Alation Cloud Service incident

Metadata Extraction failure with read timeout to airflow cluster - Elevated Error

Minor Resolved View vendor source →

Alation Cloud Service experienced a minor incident on October 29, 2024 affecting Americas (US-east) and Americas (US-west) and 1 more component, lasting 1d 19h. The incident has been resolved; the full update timeline is below.

Started
Oct 29, 2024, 11:30 PM UTC
Resolved
Oct 31, 2024, 06:38 PM UTC
Duration
1d 19h
Detected by Pingoru
Oct 29, 2024, 11:30 PM UTC

Affected components

Americas (US-east)Americas (US-west)Canada (Montreal)EMEA (Ireland)EMEA (Frankfurt)APAC (Sydney)APAC (Singapore)APAC (Tokyo)

Update timeline

  1. investigating Oct 30, 2024, 06:39 PM UTC

    We are currently investigating an issue with the MDE Pipeline service, which is preventing data extraction and causing errors. The error is related to a timeout connection to the pipeline service. Our team is working to resolve the issue as quickly as possible. We will keep you posted with the progress as it becomes available.

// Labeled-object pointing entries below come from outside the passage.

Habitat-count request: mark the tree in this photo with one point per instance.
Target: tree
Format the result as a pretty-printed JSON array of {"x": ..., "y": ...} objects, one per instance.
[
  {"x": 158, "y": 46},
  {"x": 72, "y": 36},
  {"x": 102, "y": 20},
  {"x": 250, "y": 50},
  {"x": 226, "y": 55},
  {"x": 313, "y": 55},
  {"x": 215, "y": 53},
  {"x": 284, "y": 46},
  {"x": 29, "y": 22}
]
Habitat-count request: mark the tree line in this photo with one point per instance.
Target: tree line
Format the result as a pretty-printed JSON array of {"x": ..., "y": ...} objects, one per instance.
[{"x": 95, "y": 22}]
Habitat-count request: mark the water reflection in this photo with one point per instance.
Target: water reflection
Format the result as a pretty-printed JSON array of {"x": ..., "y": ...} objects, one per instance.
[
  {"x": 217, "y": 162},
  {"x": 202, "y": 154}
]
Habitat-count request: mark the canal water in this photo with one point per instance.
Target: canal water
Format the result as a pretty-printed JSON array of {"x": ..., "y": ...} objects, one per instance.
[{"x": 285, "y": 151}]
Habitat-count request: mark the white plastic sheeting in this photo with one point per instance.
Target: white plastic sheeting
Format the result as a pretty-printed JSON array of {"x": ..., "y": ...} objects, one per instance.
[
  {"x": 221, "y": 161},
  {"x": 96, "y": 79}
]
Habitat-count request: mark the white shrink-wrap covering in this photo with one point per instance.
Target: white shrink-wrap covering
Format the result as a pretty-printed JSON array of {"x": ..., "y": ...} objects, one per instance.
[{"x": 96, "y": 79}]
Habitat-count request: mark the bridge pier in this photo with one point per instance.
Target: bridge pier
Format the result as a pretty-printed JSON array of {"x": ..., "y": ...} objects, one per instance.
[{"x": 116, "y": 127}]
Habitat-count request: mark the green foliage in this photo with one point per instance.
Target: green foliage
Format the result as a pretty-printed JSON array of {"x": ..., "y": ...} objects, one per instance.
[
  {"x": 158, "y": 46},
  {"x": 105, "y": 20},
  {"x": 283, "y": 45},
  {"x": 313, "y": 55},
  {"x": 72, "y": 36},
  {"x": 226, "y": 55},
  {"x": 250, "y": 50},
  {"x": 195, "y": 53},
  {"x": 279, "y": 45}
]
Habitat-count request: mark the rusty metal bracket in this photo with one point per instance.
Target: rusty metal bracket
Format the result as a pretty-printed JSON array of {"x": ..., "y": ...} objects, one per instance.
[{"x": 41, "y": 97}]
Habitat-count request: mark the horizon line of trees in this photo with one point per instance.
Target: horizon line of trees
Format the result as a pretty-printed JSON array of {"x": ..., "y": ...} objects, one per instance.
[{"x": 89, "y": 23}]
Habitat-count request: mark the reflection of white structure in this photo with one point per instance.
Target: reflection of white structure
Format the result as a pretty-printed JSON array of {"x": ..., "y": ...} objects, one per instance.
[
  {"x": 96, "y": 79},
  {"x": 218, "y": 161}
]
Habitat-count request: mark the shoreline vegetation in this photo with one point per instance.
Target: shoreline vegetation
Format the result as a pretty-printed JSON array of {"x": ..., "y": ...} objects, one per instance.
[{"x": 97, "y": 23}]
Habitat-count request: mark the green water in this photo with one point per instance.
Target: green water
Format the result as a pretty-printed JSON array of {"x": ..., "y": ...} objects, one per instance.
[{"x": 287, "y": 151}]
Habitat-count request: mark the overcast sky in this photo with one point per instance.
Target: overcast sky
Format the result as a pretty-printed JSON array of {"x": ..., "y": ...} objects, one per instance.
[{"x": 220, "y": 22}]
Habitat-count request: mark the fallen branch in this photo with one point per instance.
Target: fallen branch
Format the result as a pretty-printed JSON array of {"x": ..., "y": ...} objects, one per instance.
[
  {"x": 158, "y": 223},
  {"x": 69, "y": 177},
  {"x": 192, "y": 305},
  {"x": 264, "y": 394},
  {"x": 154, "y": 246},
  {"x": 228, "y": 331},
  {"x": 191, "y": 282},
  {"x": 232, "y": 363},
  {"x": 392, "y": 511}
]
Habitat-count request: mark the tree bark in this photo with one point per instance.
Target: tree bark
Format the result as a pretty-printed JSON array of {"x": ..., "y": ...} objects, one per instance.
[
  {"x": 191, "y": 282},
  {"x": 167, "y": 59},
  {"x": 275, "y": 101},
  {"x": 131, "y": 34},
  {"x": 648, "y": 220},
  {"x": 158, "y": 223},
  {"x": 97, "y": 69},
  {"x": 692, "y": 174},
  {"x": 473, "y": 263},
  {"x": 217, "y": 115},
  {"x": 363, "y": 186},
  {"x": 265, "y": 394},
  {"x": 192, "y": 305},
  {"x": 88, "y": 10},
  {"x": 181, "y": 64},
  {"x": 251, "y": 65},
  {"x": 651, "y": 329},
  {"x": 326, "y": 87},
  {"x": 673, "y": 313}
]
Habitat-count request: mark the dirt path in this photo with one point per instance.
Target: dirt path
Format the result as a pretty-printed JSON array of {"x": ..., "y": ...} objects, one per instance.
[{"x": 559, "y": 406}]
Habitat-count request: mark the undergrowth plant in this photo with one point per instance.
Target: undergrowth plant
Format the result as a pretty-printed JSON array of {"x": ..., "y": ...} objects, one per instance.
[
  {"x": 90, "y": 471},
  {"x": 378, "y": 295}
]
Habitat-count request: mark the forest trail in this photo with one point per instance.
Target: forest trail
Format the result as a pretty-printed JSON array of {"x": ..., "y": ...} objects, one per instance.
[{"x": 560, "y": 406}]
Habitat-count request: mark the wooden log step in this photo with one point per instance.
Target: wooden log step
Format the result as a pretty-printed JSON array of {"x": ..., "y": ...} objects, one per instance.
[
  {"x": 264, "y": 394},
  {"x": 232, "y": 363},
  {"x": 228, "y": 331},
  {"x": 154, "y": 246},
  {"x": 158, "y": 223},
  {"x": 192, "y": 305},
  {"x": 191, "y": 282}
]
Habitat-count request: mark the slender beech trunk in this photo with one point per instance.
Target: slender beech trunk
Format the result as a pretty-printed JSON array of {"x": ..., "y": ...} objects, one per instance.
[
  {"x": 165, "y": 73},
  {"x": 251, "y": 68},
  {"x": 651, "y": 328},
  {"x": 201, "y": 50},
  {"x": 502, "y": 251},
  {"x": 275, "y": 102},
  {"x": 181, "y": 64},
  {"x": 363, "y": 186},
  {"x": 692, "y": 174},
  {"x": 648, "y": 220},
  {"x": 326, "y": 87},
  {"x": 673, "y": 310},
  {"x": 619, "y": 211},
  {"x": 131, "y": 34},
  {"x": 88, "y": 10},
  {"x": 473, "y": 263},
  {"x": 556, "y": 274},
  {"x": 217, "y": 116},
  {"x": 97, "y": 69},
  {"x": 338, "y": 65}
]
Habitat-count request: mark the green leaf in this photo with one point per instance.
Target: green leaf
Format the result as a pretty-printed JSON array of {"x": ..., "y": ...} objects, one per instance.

  2. investigating Oct 30, 2024, 08:17 PM UTC

    The issue is impacting US-east region only. All other regions are fully operational. Following error message may be seen in impacted region. "HTTPConnectionPool(host='airflow-pipeline-service.default.svc.cluster.local', port=80): Read timed out. (read timeout=1800) "

  3. monitoring Oct 31, 2024, 03:40 AM UTC

    Our engineering team has successfully resolved the issue causing the timeout connection to the Airflow pipeline service, and the system is now functioning as expected.

  4. resolved Oct 31, 2024, 06:38 PM UTC

    The incident had been resolved and we have not seen the error reoccur during our monitoring period.